Focus on Hospital Sales Puts Medical Products Cataloger in the Pink
Health Care Logistics Inc., Circleville, OH, reduced its circulation from 70,000 mailed for its 2003 catalog to 56,000 this year as it eliminated more than 18,000 independent pharmacies to focus on its core target -- pharmacies, purchasing directors and nursing services departments, all of which are located in hospitals.
"We were sending it to independent pharmacists, who are no longer getting it," said Scott Ottenweller, the company's director of marketing. "We now focus on them separately with a retail catalog that is geared to chain drug stores. They didn't have a need for the majority of products in the main catalog. That includes primarily the front-end retail products like First Aid, which has been reduced in the main catalog. They now get a smaller book."
The company had budgeted for an average order this year of $177. The total thus far for the annual catalog that mailed in mid-November is $189.
"We like to mail it before our annual trade show, the American Society of Health System Pharmacists, which took place in early December in New Orleans," Ottenweller said. "It's a huge show for us."
Also, company sales are tracking 14 percent ahead of last year's pace. Most of its revenue is generated during the January-February period, when hospital budgets drive sales.
Perhaps the catalog's most noticeable characteristic is the use of whimsical cover themes. The current catalog is officially known as the "2004 Cata Miranda Catalog." The cover features a cat wearing the Carmen Miranda-inspired fruit-basket headdress. Last year's "2003 Duck Hunter Catalog" cover used a cigar-smoking duck dressed in an orange jacket that contained the words, "I hunt HCL Rubber Chickens." The duck held a net with chickens in it.
"The cover theme has to do with the idea that medical products are boring, basic and mundane," Ottenweller said. "The idea was to get something crazy, funny and stupid on the cover so you just don't throw it away. It's a standard feature."
Price breaks are provided for many items based on the quantity ordered. The catalog's average price per item is up 4 percent.
"Amazingly, we haven't had any resistance to the increased price points," he said. "We had been keeping pricing consistent for about four years."
Prices range from 10 cents for a divider used in a dispenser to $3,400 for the Exakt 50 Ointment Mill. Hot selling items include the Quiet Crusher ($50 for one to four units), Daschner bin liners, narcotic cabinets, HCL Super Tough Bins and HCL Security Seals, which are used for crash cart boxes and drug cases.
The current book targeted 14,000 prospects that included professionals selected from a hospital database, the same one that was used for the 2003 catalog.
"It's the Hospital Blue Book, which is a pretty effective list," he said. "It has individual names, which is a far more effective way to target the market as opposed to sending it to a general hospital department."
The house file targeted by the book increased this year to 42,000 from 37,000. Along with the hospital departments, the catalog also is mailed to correctional facilities, nursing homes, wholesalers, home health agencies, EMS agencies and pharmacies servicing nursing homes.
Ottenweller said the most noticeable difference in the current book is the use of larger photographs.
"The picture is what sells the product," he said. "They like to know the exact details of the products.
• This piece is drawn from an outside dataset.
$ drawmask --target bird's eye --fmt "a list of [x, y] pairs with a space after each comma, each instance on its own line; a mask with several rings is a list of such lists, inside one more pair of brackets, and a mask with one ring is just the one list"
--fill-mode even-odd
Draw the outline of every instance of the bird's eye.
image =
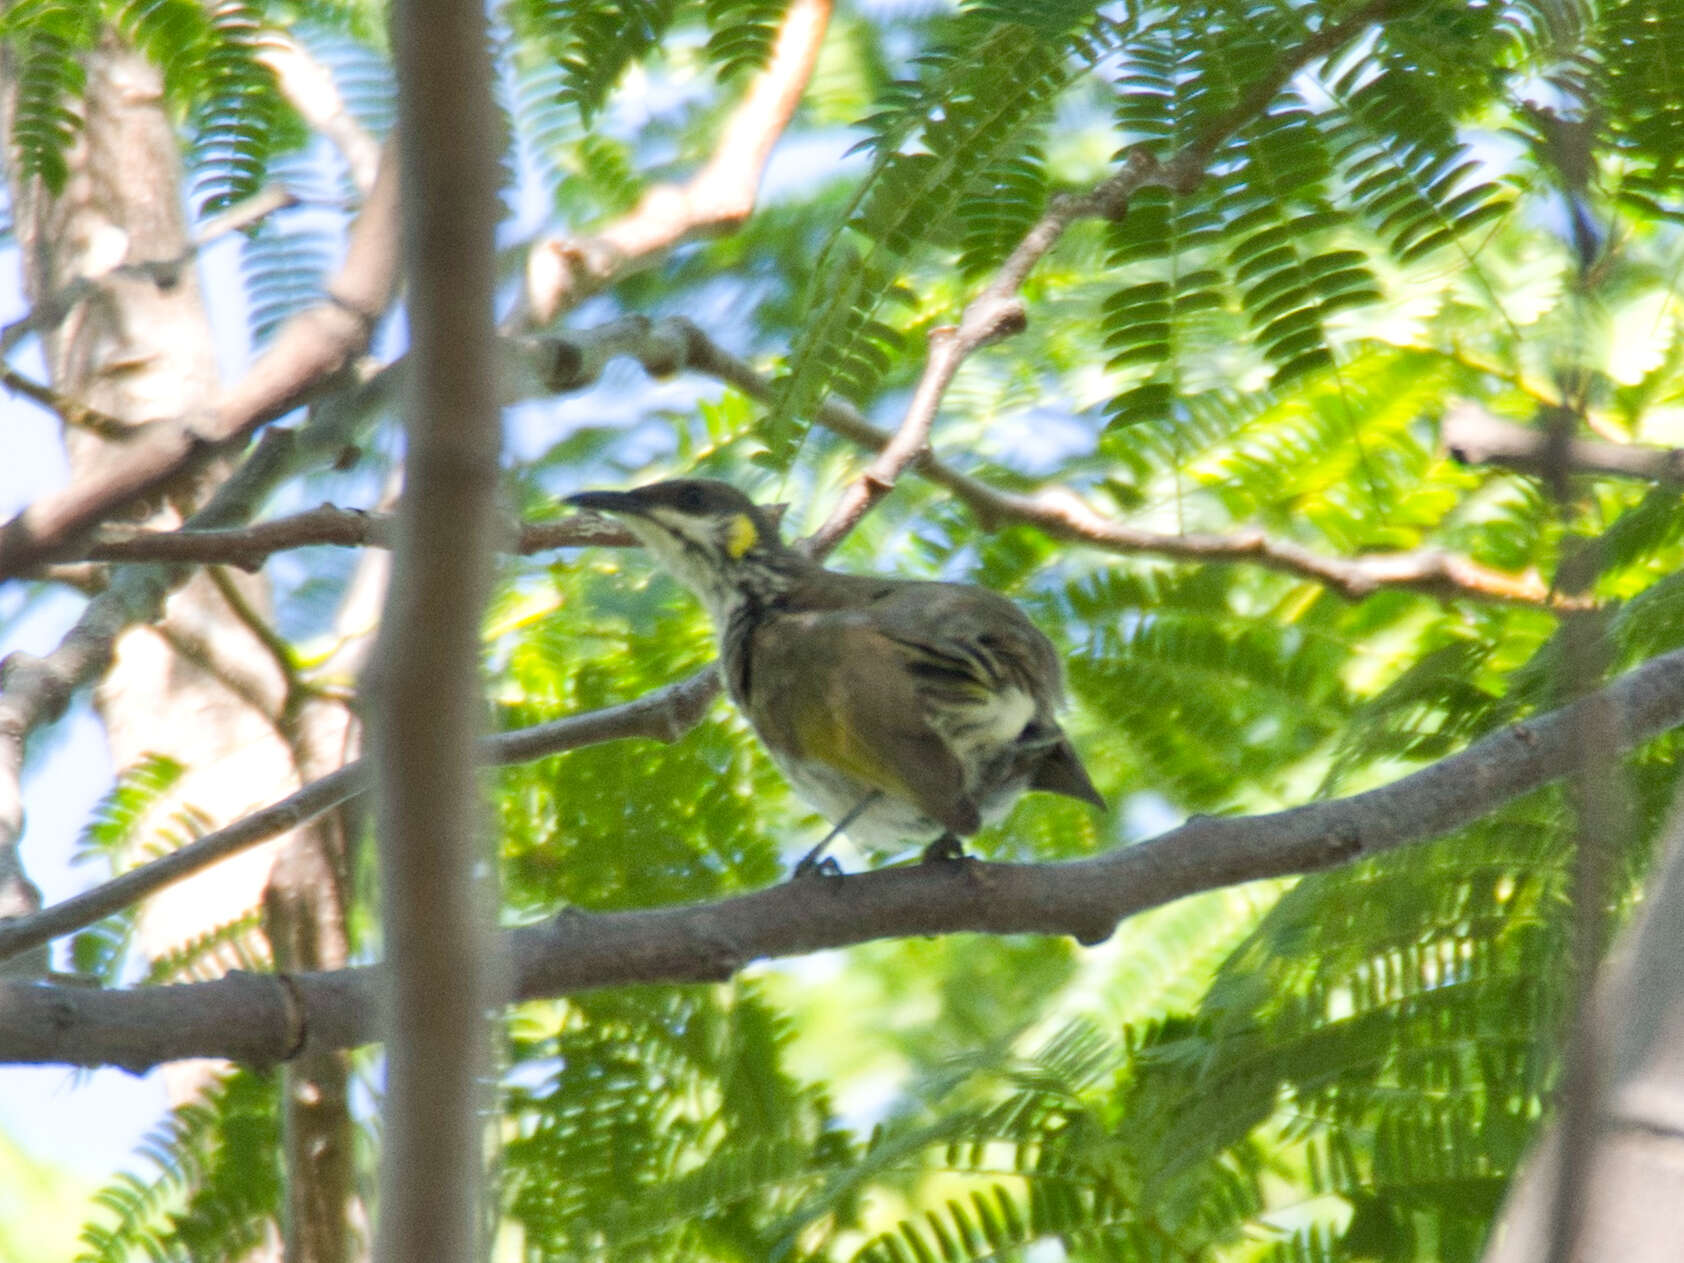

Seeing it in action and providing a sense of where and how it's being applied is a good visual."
The page count was reduced to 656 pages this year compared with the previous year's 688. The SKU total has remained constant at 5,600, including 1,000 new products.
Also constant is the use of the opening page for two listings of contents -- by page order and alphabetical order -- along with indices in the back of the book done alphabetically and by item number.
Five percent of the book's sales are generated via e-mail with the Web site (hcl-intl.com) producing 15 percent along with an additional 5 percent through the company's toll-free fax number. The balance is via phone orders.
Online orders are up 60 percent from a year ago, as the percentage of orders called in has correspondingly dropped from 80 percent.